Mas existem sempre as cartas.
Eu as seguro nas mãos, amarradas numa fita verde,
com firme pureza entre os suaves e fortes dedos do amor.
As cartas não morrerão, esperando pelo estranho que virá lê-las.
Virá lentamente, emergindo da névoa do tempo e da mudança.
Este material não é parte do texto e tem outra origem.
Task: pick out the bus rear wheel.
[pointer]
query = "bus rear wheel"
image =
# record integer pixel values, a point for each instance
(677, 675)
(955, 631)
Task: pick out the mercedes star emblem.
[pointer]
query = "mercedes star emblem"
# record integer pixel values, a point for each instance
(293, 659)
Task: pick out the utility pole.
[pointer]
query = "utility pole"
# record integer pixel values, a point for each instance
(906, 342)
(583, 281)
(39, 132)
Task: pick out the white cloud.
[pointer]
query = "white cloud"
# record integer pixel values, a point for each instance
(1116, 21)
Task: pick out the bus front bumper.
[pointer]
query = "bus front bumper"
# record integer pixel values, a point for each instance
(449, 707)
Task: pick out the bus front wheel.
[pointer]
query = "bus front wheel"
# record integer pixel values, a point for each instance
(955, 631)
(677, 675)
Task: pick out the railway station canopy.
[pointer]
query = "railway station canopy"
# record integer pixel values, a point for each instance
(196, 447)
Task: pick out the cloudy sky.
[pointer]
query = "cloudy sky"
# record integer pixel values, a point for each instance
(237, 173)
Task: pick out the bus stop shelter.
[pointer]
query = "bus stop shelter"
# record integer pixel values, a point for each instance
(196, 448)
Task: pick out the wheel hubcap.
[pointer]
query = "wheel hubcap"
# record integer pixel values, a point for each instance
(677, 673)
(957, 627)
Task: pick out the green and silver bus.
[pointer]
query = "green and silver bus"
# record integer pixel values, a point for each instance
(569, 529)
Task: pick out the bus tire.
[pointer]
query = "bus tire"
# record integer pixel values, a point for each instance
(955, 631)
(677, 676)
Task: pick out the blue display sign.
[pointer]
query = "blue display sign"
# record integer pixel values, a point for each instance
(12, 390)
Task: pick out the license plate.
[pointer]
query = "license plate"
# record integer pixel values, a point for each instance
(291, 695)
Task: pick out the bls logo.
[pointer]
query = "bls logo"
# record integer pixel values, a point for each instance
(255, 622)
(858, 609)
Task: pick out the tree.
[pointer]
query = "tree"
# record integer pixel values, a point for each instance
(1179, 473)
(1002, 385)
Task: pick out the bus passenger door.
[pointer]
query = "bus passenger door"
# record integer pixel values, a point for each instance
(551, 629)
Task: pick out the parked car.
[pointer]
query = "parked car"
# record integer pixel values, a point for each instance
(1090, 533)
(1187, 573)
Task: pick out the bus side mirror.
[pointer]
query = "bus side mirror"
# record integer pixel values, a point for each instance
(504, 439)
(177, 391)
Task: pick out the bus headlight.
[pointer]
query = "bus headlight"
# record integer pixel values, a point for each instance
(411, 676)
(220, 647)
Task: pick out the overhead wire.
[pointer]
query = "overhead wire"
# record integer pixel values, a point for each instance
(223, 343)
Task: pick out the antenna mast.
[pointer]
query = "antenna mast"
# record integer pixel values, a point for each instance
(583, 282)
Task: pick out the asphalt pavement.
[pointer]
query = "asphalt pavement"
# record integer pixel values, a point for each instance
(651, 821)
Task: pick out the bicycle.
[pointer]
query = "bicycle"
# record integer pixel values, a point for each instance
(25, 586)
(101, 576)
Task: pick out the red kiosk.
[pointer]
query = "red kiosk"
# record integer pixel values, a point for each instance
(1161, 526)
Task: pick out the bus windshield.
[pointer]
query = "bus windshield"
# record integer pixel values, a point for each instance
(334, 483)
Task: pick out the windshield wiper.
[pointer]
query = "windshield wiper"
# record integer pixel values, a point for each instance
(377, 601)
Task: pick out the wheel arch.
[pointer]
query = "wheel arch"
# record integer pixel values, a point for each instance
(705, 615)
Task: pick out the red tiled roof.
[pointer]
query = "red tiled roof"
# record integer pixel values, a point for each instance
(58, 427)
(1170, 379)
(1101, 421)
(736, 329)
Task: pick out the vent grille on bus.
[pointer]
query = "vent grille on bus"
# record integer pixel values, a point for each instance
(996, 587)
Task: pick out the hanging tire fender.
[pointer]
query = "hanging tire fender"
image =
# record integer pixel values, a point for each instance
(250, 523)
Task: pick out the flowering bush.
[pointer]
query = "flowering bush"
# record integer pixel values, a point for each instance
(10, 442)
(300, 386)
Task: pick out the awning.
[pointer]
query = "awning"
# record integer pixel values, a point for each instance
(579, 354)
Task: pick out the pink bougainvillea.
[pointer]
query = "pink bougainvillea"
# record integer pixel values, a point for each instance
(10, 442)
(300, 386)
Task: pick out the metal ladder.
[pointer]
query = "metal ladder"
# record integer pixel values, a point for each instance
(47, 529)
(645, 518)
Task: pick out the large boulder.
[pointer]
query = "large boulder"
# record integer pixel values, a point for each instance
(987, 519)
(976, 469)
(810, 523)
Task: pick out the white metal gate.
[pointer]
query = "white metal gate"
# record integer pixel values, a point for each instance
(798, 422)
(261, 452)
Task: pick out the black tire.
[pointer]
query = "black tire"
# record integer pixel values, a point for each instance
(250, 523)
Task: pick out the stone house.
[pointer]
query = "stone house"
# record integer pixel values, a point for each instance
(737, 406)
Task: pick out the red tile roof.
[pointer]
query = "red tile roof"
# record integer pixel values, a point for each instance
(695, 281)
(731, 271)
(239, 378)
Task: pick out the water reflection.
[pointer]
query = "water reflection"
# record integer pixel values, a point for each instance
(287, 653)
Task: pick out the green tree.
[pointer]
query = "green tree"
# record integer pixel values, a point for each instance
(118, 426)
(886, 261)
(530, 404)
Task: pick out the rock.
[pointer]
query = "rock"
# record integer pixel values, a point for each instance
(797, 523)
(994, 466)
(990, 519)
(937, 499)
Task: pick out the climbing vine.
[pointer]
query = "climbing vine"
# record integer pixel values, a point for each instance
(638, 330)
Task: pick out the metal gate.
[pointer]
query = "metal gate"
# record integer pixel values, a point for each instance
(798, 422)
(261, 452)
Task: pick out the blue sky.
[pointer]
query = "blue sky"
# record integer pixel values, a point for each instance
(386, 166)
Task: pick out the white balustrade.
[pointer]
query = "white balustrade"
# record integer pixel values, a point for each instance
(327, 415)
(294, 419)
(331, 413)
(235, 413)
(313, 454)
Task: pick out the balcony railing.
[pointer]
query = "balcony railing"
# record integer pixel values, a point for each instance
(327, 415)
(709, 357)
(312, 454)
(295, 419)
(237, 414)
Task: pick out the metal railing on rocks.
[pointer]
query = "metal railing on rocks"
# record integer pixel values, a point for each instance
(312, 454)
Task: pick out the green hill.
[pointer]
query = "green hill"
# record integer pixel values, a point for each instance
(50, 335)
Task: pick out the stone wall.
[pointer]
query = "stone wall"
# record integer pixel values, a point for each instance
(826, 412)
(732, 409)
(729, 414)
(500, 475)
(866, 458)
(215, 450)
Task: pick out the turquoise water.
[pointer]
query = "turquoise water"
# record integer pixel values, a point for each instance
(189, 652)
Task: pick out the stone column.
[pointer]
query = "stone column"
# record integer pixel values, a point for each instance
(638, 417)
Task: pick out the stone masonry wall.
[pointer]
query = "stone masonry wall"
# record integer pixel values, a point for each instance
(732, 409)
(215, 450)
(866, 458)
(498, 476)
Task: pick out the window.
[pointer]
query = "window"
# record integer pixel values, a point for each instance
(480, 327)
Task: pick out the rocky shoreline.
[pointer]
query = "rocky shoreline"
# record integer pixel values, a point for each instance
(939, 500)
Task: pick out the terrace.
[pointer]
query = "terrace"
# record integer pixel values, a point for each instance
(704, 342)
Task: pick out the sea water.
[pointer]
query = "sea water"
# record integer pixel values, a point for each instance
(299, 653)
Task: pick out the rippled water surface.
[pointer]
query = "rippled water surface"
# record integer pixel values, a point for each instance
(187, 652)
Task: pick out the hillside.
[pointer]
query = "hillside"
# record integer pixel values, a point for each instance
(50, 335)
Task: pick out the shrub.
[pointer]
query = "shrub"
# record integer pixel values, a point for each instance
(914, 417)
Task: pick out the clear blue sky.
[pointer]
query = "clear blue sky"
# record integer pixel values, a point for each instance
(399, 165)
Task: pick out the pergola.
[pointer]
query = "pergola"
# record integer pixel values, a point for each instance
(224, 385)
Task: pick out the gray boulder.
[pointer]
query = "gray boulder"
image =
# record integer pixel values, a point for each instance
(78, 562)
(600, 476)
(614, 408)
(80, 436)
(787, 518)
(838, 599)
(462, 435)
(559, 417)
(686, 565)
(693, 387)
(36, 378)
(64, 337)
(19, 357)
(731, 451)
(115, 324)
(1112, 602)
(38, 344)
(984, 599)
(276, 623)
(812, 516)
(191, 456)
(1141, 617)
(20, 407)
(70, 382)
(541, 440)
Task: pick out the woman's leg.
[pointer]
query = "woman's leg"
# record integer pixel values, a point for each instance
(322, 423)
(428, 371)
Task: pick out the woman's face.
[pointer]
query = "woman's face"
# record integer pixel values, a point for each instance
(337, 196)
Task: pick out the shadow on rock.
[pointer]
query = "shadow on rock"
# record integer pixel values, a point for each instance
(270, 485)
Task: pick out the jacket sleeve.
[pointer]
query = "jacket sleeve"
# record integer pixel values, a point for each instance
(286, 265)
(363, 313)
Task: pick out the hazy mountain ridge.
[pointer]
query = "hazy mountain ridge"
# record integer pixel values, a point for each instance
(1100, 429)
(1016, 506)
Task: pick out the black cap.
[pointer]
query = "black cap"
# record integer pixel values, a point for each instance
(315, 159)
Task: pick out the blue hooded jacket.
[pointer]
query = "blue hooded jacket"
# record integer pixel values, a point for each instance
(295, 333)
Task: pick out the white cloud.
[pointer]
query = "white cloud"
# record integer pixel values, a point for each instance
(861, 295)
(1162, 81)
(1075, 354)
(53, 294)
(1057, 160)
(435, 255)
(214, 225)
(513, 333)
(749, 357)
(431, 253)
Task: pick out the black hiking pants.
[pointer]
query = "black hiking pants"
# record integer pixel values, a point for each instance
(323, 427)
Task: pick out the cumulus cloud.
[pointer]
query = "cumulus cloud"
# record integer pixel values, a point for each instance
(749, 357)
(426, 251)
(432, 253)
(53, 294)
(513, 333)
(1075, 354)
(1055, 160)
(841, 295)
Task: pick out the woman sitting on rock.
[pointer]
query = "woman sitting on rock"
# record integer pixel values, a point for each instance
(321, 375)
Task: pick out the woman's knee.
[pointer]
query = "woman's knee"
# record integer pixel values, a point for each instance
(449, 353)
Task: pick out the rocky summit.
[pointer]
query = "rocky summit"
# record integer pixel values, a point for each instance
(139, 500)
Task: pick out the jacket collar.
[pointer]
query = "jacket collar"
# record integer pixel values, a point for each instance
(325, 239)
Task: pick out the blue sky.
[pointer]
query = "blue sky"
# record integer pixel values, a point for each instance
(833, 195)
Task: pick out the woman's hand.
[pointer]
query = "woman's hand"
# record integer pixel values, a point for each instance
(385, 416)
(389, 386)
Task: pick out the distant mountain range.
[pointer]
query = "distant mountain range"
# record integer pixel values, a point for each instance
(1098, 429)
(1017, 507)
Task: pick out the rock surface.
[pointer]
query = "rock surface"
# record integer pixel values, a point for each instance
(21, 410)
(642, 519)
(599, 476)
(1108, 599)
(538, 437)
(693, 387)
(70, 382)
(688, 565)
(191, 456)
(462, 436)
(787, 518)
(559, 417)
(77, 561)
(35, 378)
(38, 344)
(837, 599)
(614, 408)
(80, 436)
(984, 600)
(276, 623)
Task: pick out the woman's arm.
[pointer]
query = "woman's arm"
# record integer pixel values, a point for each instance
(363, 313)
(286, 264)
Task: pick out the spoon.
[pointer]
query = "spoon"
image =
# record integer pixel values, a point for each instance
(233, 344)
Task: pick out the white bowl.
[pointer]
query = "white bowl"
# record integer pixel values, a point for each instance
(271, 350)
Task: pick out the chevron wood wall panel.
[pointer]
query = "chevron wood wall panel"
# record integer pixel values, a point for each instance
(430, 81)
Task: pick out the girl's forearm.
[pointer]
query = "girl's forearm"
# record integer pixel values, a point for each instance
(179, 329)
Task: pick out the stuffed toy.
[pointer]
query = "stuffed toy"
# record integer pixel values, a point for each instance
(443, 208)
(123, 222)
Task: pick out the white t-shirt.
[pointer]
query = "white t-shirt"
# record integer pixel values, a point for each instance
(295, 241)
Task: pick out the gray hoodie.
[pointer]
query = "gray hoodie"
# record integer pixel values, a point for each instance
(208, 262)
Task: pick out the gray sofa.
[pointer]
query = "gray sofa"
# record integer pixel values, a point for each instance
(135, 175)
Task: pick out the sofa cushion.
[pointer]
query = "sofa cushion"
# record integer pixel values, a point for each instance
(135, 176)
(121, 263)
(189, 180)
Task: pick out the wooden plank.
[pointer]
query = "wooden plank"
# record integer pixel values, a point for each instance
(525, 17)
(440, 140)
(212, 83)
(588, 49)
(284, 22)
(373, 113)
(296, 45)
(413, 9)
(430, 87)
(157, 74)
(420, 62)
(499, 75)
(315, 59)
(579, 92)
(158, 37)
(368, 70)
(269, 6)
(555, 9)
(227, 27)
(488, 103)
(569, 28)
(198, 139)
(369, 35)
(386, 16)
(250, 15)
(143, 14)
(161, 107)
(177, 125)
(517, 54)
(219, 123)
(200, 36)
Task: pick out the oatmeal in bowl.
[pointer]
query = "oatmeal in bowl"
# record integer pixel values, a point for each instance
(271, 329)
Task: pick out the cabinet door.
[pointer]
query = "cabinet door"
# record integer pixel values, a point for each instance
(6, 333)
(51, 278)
Virá lentamente, desafiador, pelo correr dos anos
cortará a fita e as espalhará a sua volta
e cuidadosamente as lerá página por página.
 
E a antiga inocência do amor voltará
Virá lentamente, emergindo da névoa do tempo e da mudança,
suave como uma borboleta por uma janela aberta no verão
só por mais um momento, em silêncio, para estar perto,
mas o estranho nunca saberá. O sonho acabou.
O estranho sou eu.
 
Tradução de Newton Goldman
 

FRAGMENTOS
 
“Sou detetive particular há já bastante tempo. Sou solitário, solteiro, quarentão e pobre. Já estive preso mais do que uma vez e não trato casos de divórcio. Gosto de beber, de mulheres, de xadrez e de mais umas coisas. Os tiras não gostam muito de mim, mas conheço alguns com quem me dou bastante bem. Se algum dia derem cabo de mim num beco escuro, como pode acontecer a qualquer um com a minha profissão, ninguém ficará chorando de pena”.
 
“O que importa onde descansamos depois de morrermos? Que diferença pode haver entre um reservatório imundo e uma torre de mármore, no topo de uma alta colina? Estamos mortos, dormimos o grande sono e essas preocupações não nos incomodam. Petróleo e água são o mesmo que vento e ar, para nós. Dormimos o sono eterno, sem nos importarmos com a perversidade que nos matou nem onde caímos.